Когда я вошел в дом, там ждало меня мое детство. Можно было подумать, что оно таилось, погруженное в сон, одурманенное ароматами пахучего дерева, и только что пробудилось от скрипа двери. Я задыхался от нахлынувших воспоминаний. Не в силах вымолвить слова, мы с Игнасио схватились за руки и глядели друг на друга с беспомощной улыбкой. Наконец я отпустил его, и он утер набежавшие слезы.
Я заметил, что из почтения ко мне Игнасио был босиком.
Радостно сияя, вошла Мария, жена Игнасио, с чайным подносом. Я выпил чаю, отдававшего козьим молоком, которого всегда терпеть не мог, и проглотил ломтик маисового бисквита, сделав вид, что он мне очень понравился. Ничего в доме не изменилось. Все стояло на старом месте. Мой отец, хоть и не столь энергичный, как мой дед, отличался более тонким вкусом; завершая внутреннюю отделку дома, он выписал драгоценные породы дерева из лесов Эль-Пэтена, и от стен исходил навсегда связанный для меня с детскими годами медвяный смолистый запах. У нас в комнатах было всегда мало мебели, и от этого дом отличался необычайным резонансом, Сейчас, когда я заговорил и услышал раскаты своего голоса, я вспомнил старика деда в последние годы его жизни, наполнявшего дом сверху донизу великолепной валлийской риторикой.
У Игнасио было. что мне порассказать. В тоне его сквозила лукавая гордость. Служба нашему семейству была для Игнасио своего рода священным услужением; он стоял на страже наших интересов и готов был отстаивать их любой ценой, пускаясь на самые хитроумные уловки.
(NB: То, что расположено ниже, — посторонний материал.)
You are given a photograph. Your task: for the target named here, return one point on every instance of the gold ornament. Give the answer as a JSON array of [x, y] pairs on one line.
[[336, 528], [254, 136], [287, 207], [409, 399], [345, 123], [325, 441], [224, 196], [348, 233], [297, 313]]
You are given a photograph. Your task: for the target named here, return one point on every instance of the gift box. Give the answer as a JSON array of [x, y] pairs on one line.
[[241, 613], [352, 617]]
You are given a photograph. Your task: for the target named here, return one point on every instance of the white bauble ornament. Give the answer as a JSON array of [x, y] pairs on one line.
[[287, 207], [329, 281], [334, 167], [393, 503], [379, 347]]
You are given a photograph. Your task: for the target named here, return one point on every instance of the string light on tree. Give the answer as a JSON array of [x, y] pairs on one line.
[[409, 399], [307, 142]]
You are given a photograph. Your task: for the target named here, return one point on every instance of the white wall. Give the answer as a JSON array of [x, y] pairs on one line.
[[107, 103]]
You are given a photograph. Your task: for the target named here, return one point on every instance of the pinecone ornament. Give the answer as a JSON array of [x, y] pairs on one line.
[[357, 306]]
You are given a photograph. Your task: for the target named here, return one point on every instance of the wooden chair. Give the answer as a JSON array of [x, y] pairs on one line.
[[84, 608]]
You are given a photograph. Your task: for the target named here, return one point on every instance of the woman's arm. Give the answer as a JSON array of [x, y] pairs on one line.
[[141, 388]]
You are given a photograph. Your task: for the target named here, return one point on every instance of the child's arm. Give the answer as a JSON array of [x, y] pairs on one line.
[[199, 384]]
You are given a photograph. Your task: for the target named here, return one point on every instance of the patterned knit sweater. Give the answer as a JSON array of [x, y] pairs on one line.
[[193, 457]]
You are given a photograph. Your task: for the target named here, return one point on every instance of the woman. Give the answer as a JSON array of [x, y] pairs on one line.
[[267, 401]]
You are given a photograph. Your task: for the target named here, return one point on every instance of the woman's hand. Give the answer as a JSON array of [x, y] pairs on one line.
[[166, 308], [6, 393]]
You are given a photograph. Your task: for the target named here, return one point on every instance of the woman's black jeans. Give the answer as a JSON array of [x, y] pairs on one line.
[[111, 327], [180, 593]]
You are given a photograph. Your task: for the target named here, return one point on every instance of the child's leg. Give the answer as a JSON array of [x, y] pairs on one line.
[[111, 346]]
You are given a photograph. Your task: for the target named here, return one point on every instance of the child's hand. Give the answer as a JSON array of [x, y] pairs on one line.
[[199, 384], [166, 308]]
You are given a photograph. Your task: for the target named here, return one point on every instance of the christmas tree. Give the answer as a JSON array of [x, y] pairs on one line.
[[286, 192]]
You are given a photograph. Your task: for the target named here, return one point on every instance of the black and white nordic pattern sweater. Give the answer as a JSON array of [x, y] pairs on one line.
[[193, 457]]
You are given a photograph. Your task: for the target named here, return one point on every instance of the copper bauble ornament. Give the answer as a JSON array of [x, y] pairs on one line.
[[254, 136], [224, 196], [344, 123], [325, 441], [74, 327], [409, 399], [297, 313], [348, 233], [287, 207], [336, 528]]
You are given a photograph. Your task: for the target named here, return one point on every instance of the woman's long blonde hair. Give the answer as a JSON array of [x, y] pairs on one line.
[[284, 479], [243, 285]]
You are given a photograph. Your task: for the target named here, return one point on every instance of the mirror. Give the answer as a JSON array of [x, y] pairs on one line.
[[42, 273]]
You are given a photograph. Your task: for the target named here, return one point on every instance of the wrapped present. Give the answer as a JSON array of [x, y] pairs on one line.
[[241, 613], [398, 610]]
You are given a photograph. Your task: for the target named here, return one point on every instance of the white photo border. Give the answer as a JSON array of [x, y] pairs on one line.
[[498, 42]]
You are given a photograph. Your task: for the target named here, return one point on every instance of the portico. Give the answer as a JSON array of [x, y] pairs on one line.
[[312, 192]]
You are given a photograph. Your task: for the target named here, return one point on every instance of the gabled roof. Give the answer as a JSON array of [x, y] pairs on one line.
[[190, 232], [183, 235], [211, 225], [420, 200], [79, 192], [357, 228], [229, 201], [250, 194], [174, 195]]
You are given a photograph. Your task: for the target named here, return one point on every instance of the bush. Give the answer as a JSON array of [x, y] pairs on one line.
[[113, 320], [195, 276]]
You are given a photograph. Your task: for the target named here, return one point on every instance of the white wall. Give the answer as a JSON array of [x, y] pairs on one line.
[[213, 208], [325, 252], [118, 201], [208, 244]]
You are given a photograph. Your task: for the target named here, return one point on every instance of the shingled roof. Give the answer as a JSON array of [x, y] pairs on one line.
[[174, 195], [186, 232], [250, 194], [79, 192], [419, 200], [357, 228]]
Когда Мария собрала со стола и удалилась, Игнасио, предусмотрительно уверившись, что нас никто не подслушивает за дверями или под окном, начал свой рассказ:
— В первый месяц, что вы уехали, можно сказать, ничего не случилось. Все шло по-старому. Потом однажды явился правительственный чиновник и стал разъяснять пеонам их новые права. Я, конечно, помалкивал. Делал вид, будто во всем с ним согласен. А еще через несколько дней ко мне пришли два капоралес. Один — Санчес, вы его, должно быть, помните, а второго сейчас здесь нет.
(Санчес? Конечно, я помнил Санчеса. Санчес был из тех чудаков индейцев, которые немного приобщились к грамоте. Мрачноватый самолюбивый юноша. Он был отличный работник, непьющий; и отец назначил его капрале — так у нас называют десятников.)
— Беседу со мной вел Санчес. «Не подумайте, патрон, что мы что-нибудь имеем лично против вас, но вы, должно быть, уже слышали, что нам отдают землю». Вытащил из кармана переписанный от руки правительственный декрет и прочитал мне его вслух. Раз или два он спотыкался, и мне приходилось ему помогать.
«Заходите в дом, джентльмены, — говорю я. — Разрешите взять ваши шляпы. Я к вашим услугам. Рассматривайте меня как своего помощника. Чем я могу быть вам полезен?» Понятное дело, сударь, я не мог обо всем этом вам тогда написать.